(Bloomberg) -- Kenyan fund managers slammed a new tax on financial transactions, saying it risks inhibiting trading and reducing the country’s attractiveness to investors.
Forcing the government to rethink the levy would curb the revenue it needs to implement President Uhuru Kenyatta’s Big Four agenda -- a development program that seeks to boost agriculture, manufacturing, healthcare and home construction. The tax is one of a raft of levies announced by Treasury Secretary Henry Rotich in his annual budget last month to fund record spending of 2.53 trillion shillings ($25 billion) this fiscal year.
The demand that a 0.05 percent tax be paid on amounts in excess of 500,000 shillings that move through the financial system, dubbed by Rotich as a Robin Hood tax, could cut investment returns in the pension industry by as much as 5 percent, Einstein Kihanda, chairman of the Fund Managers Association, said in a letter addressed to Rotich.
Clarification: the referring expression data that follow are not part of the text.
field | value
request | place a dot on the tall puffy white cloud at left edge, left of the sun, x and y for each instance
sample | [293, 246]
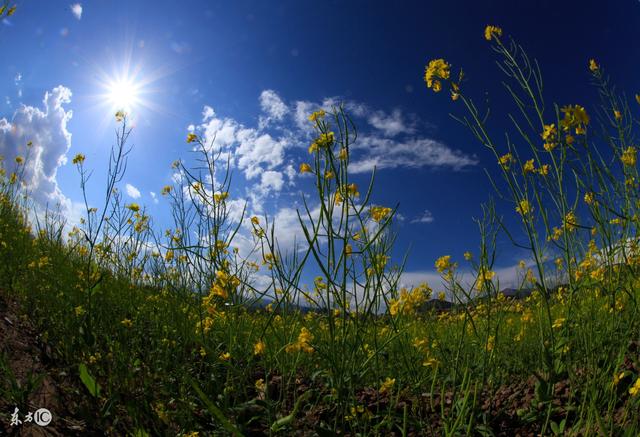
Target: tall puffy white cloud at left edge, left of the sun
[46, 129]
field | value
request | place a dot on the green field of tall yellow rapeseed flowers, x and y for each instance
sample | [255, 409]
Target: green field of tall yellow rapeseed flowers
[168, 332]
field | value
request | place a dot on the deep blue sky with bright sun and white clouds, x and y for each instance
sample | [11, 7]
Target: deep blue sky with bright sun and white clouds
[261, 67]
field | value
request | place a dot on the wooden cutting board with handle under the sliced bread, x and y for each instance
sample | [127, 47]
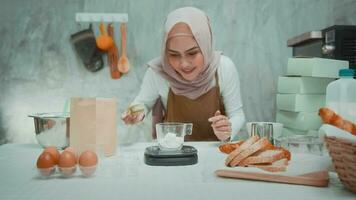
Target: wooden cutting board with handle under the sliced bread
[318, 179]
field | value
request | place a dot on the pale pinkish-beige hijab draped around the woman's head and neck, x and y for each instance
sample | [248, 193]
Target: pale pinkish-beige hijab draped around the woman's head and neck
[198, 22]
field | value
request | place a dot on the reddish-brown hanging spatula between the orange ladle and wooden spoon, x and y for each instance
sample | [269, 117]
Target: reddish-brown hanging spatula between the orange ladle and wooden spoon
[113, 56]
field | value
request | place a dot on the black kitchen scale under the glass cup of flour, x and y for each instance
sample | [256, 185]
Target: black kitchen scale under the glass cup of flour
[187, 155]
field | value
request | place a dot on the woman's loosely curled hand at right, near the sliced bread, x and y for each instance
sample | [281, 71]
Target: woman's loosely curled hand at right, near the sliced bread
[221, 126]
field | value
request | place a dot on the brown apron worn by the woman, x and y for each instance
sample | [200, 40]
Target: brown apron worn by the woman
[197, 111]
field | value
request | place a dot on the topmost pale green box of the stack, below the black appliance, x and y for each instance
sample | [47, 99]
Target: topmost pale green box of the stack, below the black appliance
[316, 67]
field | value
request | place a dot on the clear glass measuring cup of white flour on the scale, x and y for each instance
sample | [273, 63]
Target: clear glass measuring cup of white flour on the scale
[170, 135]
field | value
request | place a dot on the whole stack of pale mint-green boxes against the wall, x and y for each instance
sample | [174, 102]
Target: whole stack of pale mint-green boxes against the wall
[302, 92]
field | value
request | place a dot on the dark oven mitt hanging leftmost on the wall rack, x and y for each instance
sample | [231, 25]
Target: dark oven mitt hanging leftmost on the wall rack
[85, 46]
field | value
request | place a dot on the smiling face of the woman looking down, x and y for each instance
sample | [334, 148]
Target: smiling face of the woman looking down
[183, 52]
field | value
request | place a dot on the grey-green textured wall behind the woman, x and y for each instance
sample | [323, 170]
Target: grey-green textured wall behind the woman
[39, 69]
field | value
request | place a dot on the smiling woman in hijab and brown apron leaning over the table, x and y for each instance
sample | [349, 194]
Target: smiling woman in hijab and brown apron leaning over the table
[190, 82]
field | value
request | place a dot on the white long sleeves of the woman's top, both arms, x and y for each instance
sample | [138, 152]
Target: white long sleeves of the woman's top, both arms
[154, 86]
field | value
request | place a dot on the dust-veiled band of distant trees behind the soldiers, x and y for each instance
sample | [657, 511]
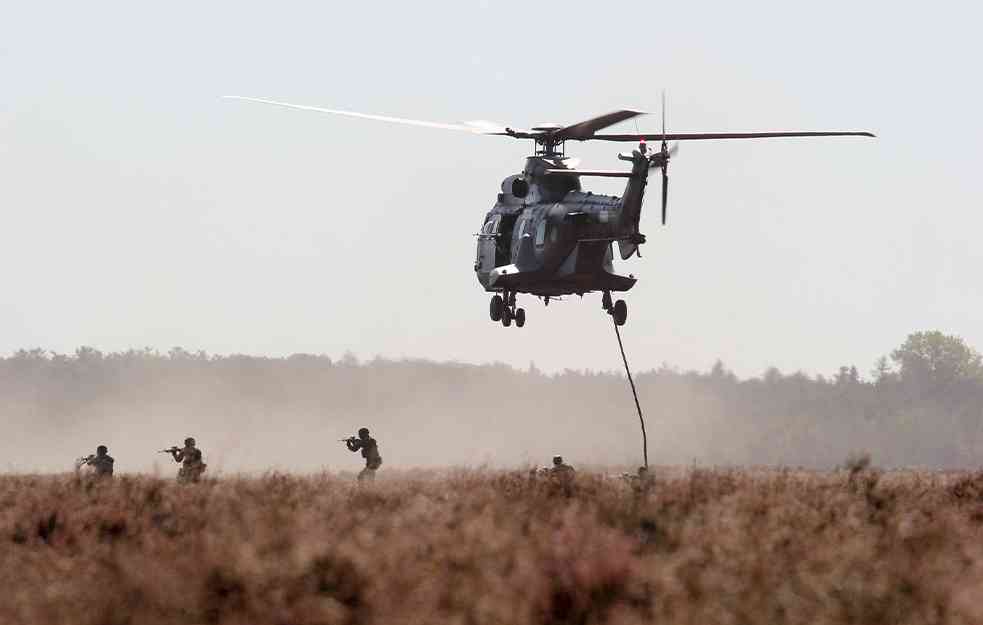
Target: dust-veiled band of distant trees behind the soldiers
[920, 405]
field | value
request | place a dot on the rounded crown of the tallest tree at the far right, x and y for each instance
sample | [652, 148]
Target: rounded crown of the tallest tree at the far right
[933, 360]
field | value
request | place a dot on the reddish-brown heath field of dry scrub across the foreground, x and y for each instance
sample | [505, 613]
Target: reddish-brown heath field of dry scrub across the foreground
[701, 547]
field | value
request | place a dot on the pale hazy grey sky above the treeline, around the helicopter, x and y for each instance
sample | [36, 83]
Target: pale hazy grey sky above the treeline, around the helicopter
[140, 209]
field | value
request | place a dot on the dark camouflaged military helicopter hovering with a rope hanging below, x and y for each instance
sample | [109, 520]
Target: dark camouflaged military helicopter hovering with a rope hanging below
[545, 236]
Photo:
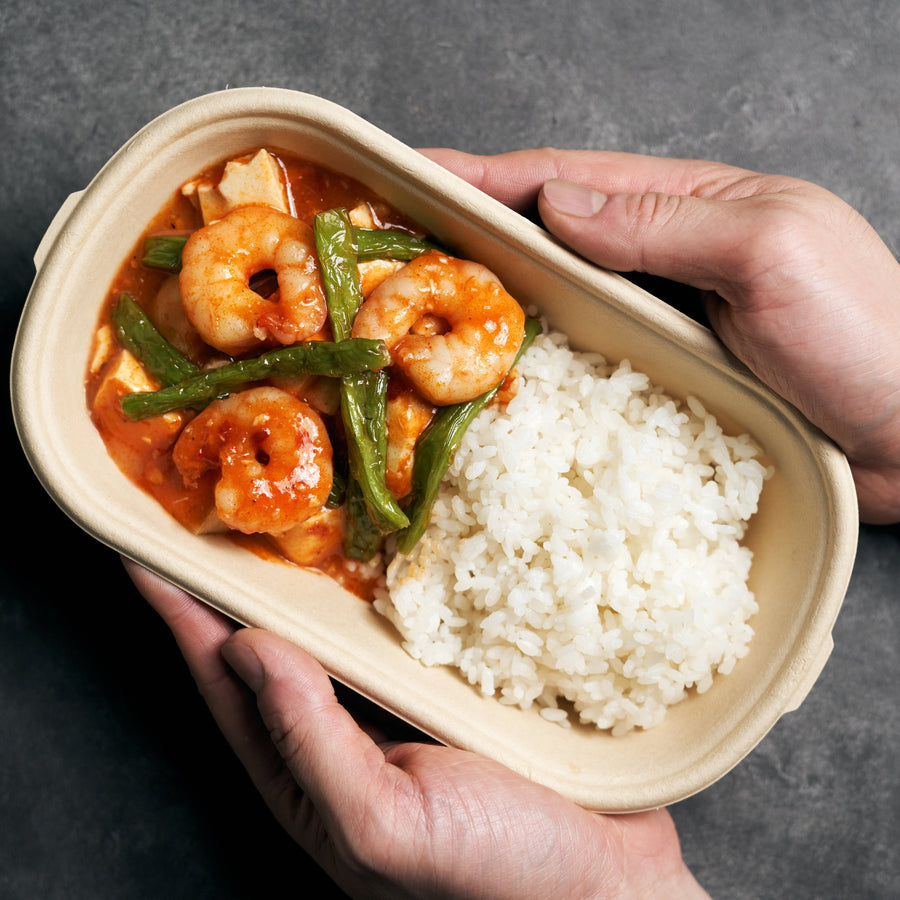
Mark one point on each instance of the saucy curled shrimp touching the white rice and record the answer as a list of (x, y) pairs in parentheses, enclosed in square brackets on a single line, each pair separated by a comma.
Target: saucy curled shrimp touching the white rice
[(485, 323)]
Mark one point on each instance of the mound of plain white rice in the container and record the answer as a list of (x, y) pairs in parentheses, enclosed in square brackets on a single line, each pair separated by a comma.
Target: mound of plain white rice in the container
[(584, 553)]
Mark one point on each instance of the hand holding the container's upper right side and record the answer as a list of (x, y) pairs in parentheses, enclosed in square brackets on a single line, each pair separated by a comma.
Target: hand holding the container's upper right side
[(797, 284)]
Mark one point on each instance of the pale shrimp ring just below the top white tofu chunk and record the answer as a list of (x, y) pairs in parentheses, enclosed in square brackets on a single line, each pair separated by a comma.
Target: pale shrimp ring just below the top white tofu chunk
[(217, 263)]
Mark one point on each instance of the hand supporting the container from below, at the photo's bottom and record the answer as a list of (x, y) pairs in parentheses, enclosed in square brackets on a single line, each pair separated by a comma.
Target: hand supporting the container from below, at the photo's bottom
[(389, 818)]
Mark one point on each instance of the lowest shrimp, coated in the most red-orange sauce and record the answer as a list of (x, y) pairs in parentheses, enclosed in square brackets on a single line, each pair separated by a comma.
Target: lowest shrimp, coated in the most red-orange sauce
[(271, 453)]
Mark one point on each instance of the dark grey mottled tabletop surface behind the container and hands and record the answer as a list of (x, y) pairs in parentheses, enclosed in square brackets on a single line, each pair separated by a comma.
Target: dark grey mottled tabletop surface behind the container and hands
[(113, 782)]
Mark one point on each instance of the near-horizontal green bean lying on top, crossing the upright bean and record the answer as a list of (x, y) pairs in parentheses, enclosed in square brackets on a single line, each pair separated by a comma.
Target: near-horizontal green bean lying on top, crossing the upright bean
[(312, 358)]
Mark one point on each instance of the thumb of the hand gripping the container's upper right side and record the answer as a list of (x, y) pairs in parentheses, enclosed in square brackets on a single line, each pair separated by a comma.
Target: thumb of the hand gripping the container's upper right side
[(686, 239)]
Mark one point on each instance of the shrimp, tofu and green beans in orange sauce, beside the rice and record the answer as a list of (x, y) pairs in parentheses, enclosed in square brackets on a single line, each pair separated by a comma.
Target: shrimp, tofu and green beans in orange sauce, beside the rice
[(287, 360)]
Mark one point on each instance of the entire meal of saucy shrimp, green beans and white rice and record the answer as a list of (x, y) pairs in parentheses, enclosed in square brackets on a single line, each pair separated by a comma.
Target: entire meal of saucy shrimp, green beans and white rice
[(288, 363)]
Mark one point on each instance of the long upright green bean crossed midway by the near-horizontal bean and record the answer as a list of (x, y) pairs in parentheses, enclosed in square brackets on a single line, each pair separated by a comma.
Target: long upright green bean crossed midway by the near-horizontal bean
[(363, 396)]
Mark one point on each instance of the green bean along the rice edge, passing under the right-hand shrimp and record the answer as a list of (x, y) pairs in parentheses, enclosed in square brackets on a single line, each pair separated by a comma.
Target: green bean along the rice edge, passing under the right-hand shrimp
[(435, 449)]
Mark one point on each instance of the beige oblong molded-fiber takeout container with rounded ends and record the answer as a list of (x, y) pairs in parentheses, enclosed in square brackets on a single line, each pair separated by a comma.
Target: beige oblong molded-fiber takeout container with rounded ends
[(803, 537)]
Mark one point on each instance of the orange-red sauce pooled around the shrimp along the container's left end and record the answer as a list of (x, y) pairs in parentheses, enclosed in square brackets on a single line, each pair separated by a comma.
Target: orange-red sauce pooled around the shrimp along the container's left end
[(142, 449)]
“The likely impact of this action is asset shrinkage, reduction in private savings and because it actually incentivizes investors to minimize trading activity, a decline in the liquidity of our capital markets,” said Kihanda, whose industry body represents members who manage 1.2 trillion shillings of assets.
Rotich said the Robin Hood tax would be used to help fund the healthcare program envisaged in the Big Four agenda to provide universal medical coverage.
The Kenya Bankers Association, the main financial-industry lobby group, filed a lawsuit on Monday challenging the constitutionality of the proposals. It said the tax wasn’t subjected to public participation and that computer software used by banks aren’t configured to support the charges.
“The outcomes are clearly in stark contradiction to the government’s financial-markets development agenda and reforms to deepen the financial markets that the Treasury has laboriously worked to implement,” Kihanda said, urging Rotich to reconsider the introduction of the tax.